Now that was his pitch to Republicans to hold off on a vote on Amy Coney Barrett. Largely because I think Barrett may be the best thing that has happened to American politics in a long time, I disagree. Washington needs her. America needs her. She embodies grace in a lot of ways in her public witness. Listening to her in some of the exchanges was a civics lesson, when it wasn’t insane, to borrow the word of Peggy Noonan — Pulitzer Prize winner, speechwriter for President Ronald Reagan — about the state of the nation’s capital today. And we do mean insane. I’d walk away from the hearings, come back, and find a senator asking about whether Barrett had ever sexually harassed someone. What? Where did that come from? I had flashbacks to when Democrats threw the kitchen sink at Brett Kavanagh. One accusation was one thing, but then it seemed like they were ready to pull women off the street to make accusations against him.
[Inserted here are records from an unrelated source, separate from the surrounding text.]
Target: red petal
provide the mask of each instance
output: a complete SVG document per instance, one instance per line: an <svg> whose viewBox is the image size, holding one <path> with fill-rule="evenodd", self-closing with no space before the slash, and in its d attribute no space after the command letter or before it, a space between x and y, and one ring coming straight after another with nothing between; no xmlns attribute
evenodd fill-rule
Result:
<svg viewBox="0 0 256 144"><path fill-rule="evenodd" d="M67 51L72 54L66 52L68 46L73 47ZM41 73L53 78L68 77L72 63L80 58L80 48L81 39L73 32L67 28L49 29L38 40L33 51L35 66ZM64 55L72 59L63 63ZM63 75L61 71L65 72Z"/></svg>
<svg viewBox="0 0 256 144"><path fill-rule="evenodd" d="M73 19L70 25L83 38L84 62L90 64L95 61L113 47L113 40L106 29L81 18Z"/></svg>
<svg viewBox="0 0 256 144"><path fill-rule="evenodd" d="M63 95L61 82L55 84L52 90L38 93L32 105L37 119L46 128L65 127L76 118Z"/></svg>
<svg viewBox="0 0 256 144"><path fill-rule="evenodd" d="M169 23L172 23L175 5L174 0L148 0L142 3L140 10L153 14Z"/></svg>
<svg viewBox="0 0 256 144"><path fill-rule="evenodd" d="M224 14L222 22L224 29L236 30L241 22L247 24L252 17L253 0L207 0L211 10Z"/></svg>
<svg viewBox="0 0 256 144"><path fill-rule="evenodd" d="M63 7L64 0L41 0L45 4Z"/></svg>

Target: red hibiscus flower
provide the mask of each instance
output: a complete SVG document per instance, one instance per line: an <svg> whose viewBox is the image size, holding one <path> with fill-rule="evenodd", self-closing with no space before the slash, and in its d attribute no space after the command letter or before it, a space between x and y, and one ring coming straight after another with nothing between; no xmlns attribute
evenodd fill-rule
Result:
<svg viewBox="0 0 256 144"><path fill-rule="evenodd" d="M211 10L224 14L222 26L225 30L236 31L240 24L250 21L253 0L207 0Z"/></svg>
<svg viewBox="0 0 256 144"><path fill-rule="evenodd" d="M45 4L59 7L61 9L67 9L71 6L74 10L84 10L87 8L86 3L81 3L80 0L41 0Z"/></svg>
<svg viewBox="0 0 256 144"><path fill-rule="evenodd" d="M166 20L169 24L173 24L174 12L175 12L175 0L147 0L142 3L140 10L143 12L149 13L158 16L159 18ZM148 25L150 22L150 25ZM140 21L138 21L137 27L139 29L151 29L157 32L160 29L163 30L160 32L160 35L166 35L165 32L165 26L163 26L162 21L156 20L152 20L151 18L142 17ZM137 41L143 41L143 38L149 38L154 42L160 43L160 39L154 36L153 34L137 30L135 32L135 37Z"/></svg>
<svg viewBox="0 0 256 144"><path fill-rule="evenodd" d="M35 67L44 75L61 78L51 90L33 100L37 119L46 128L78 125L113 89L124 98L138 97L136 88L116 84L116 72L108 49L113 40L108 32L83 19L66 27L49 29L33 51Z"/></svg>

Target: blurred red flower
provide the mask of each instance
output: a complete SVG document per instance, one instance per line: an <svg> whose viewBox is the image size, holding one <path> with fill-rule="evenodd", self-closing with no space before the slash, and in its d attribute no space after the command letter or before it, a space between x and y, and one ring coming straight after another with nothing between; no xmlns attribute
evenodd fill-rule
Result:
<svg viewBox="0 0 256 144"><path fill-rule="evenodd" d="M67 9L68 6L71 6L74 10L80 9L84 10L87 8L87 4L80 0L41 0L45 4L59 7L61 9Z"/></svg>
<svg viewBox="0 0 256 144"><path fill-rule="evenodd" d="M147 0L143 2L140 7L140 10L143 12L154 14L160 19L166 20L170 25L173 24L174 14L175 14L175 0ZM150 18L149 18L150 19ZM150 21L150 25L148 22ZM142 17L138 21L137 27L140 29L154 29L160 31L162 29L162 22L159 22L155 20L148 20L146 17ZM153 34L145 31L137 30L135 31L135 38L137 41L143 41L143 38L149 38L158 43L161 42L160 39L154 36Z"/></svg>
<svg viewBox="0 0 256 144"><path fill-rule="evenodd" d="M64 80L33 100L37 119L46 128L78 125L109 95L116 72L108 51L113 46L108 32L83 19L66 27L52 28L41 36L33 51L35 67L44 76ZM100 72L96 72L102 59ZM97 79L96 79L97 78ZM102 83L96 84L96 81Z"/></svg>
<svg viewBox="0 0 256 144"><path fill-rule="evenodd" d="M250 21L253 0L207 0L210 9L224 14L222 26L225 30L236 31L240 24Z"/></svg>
Booker’s comments were an unexpected turn in the hearings, which were dehumanizing, as they tend to be. Amy Barrett having to sit with a facemask while she was listening to herself be attacked as a puppet of Donald Trump, understood to be the greatest threat to democracy there is or ever was by those suggesting as much. It did liberate her from having to smile through it all, at least. Previously, while opening with what seemed to be a sincere kind moment about the Barrett family, Dianne Feinstein quickly, creepily, jumped to abortion. Even a Republican senator in one of those over-the-top performances these kinds of hearings unfortunately have a reputation for cruelly and unnecessarily brought up abhorrent social-media attacks on Barrett and her husband for adopting two children from Haiti.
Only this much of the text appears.